The movie, “Dark Matter,” was originally going to be released in April 2007, but on April 16 of that year, Korean American Seung-Hui Cho killed 32 people and wounded 17 at the Virginia Tech in Blacksburg, Virginia before killing himself. Cho used a Glock 19 pistol and a Walther P22 pistol. Cho had been diagnosed with mental issues. If he had, like the Orlando shooter, used an assault rifle, the toll would have been worse. Until the Orlando shooting, the Virginia Tech shooting had the largest death toll for a shooting by a single gunman in the U.S.  “Dark Matter” was released a year later.

What you might conclude from these four real incidents (Orlando, UCLA, University of Ohio and Virginia Tech) is that Asian American men are dangerous, particularly when they are angry. They certainly have many things to be angry about as both the recent hashtag whitewashedOUT and the long-running blog of Angry Asian Man have noted.  One could fall back on the Orientalism and Yellow Perilism of another era, before the more modern stereotype of the model minority was applied to East Asians. Or one could remember that at Sandy Hook, the third deadliest mass shooting, was not committed by an Asian American. The 20-year-old Adam Lanza killed 20 children and six adults before committing suicide. Lanza was neither Asian nor Muslim. He was an angry loner, contacting his mother only by email even though they lived in the same house.

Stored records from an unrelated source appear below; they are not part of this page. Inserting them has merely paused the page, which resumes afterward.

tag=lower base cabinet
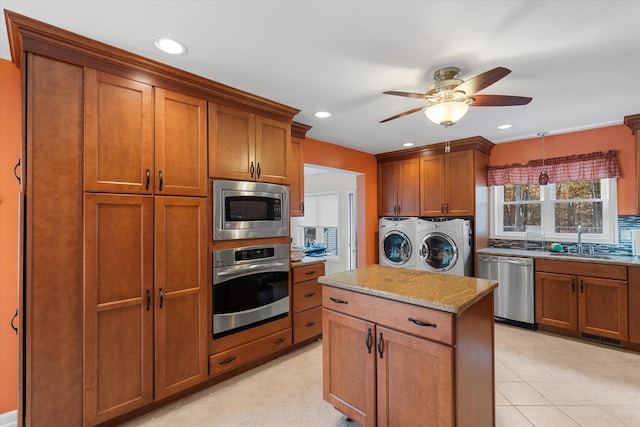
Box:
[322,286,495,427]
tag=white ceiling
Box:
[0,0,640,154]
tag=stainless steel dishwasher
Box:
[478,254,536,329]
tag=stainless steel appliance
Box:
[212,244,289,338]
[213,180,289,240]
[478,254,536,329]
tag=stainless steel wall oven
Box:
[212,244,289,338]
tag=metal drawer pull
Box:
[11,308,18,335]
[218,356,236,365]
[407,317,438,328]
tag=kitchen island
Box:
[318,264,497,427]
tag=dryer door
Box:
[418,231,458,272]
[380,230,413,265]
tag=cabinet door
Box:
[84,68,154,194]
[254,116,291,184]
[420,154,444,216]
[578,277,629,341]
[376,326,454,427]
[628,267,640,343]
[396,158,420,216]
[153,196,208,399]
[83,194,153,425]
[444,150,475,216]
[322,309,376,426]
[378,162,398,216]
[289,138,304,216]
[209,103,256,181]
[155,88,208,196]
[536,272,578,331]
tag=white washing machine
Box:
[416,219,473,276]
[378,217,418,269]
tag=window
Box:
[490,178,618,244]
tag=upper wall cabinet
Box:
[84,68,207,196]
[378,158,419,216]
[209,103,291,184]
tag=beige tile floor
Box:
[127,324,640,427]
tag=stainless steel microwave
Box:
[213,180,289,240]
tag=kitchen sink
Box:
[549,252,612,259]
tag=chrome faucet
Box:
[578,225,582,255]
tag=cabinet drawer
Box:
[535,259,627,280]
[209,329,291,376]
[293,279,322,313]
[322,286,454,345]
[292,263,324,283]
[293,307,322,344]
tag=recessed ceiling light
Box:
[153,37,187,55]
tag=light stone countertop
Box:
[476,247,640,266]
[318,264,498,313]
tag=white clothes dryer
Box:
[378,217,418,269]
[416,219,473,276]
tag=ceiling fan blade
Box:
[382,90,427,99]
[467,95,532,107]
[456,67,511,95]
[380,107,424,123]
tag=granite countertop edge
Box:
[476,247,640,266]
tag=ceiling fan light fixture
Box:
[424,101,469,127]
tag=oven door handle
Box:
[213,261,289,285]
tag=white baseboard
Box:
[0,411,18,427]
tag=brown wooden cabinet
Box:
[289,122,311,216]
[291,262,324,344]
[84,68,208,196]
[378,158,419,216]
[84,193,207,424]
[535,259,629,341]
[209,103,291,184]
[322,286,495,426]
[420,150,476,216]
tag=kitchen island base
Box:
[320,266,495,427]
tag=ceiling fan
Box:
[380,67,531,127]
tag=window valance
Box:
[488,150,620,185]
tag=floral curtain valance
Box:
[488,150,620,185]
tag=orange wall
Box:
[304,138,378,266]
[489,125,637,215]
[0,59,20,414]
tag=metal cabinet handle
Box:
[407,317,438,328]
[13,159,22,184]
[11,308,18,335]
[218,356,236,365]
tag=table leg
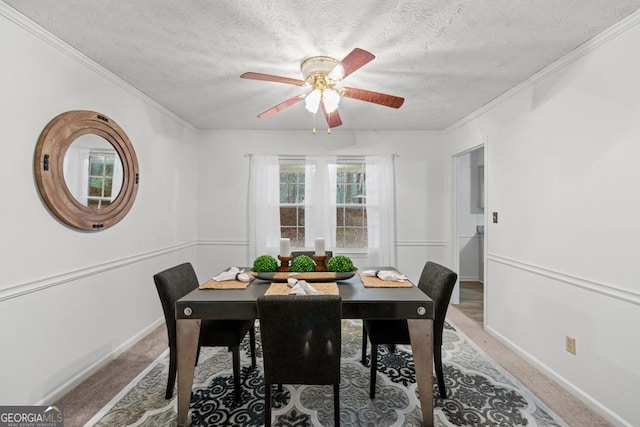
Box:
[407,319,433,427]
[176,319,201,426]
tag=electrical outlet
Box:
[566,335,576,355]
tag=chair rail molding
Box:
[0,242,196,302]
[197,239,249,246]
[487,253,640,305]
[396,240,449,247]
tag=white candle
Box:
[280,239,291,257]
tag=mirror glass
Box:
[63,134,123,209]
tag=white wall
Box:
[0,9,197,405]
[447,15,640,425]
[192,130,449,280]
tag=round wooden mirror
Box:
[34,111,139,231]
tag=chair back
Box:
[153,262,199,347]
[418,261,458,345]
[258,295,342,384]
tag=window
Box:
[280,159,367,249]
[336,161,367,248]
[280,161,305,248]
[87,152,115,209]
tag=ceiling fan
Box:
[240,48,404,133]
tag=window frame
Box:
[278,156,369,254]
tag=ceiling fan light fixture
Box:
[304,89,322,114]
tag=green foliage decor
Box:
[291,255,316,273]
[253,255,278,273]
[327,255,355,273]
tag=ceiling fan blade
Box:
[340,87,404,108]
[327,47,375,82]
[258,94,305,119]
[321,103,342,129]
[240,72,306,86]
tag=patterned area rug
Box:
[87,320,566,427]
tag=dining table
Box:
[176,267,434,426]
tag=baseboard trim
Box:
[0,242,196,302]
[35,317,164,406]
[484,325,631,427]
[487,253,640,305]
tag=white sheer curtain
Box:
[248,154,280,260]
[365,156,396,266]
[304,156,337,250]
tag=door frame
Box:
[451,144,489,318]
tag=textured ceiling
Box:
[4,0,640,131]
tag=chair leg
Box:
[231,346,241,401]
[249,326,256,368]
[369,342,378,399]
[195,343,200,366]
[264,384,271,427]
[433,345,447,399]
[362,325,367,366]
[164,347,178,399]
[333,383,340,427]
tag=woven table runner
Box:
[273,271,336,280]
[358,273,413,288]
[198,279,251,289]
[264,282,340,296]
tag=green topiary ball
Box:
[253,255,278,273]
[291,255,316,273]
[327,255,355,273]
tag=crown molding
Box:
[0,1,198,132]
[443,9,640,133]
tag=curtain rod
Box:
[244,153,400,159]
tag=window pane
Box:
[89,178,102,197]
[280,227,298,243]
[104,178,113,197]
[344,227,367,248]
[345,208,364,227]
[280,206,298,227]
[336,227,346,248]
[89,156,104,176]
[104,157,115,176]
[336,206,344,227]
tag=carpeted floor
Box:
[88,321,567,426]
[56,306,610,427]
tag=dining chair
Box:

Once proponents of Yellow Perilism called for the closing of immigration to the Fu Manchus of the world. Now anti-Islamic sentiment has attached itself to the Orlando shooting. Yet all of these shooters were not Muslim. They were mad men, in the sense of angry as well as mentally troubled. After the 2015 San Bernardino shooting by Pakistani-American Syed Rizwan Farook and his Pakistani-born wife Tashfeen Malik, both also Asian Americans, one can’t deny there is a problem with Islamic terrorists yet there are Christian, Buddhist and Hindu terrorist groups and the United States government has supported terrorist and paramilitary groups. Terrorism exists, but isn’t inherently Muslim in nature. There are dangerous men of all races and religions and some aren’t religious at all.

Once Muhammad Ali was consider a threat because he was black and Muslim but he was only dangerous to his boxing opponents and the established way of thinking. As I have written earlier, there were heroic Muslims during World War II in Europe as portrayed in the 2011 fictional account, “Free Men,”  that included a characterization of a real hero, Si Kaddour Benghabrit,  and the documentary “Besa: The Promise.

Dark matter of the cosmos and the human mind remain unsolved mysteries.  Dark matter of the mad mind is behind mass murders and that’s a problem not limited to Muslims.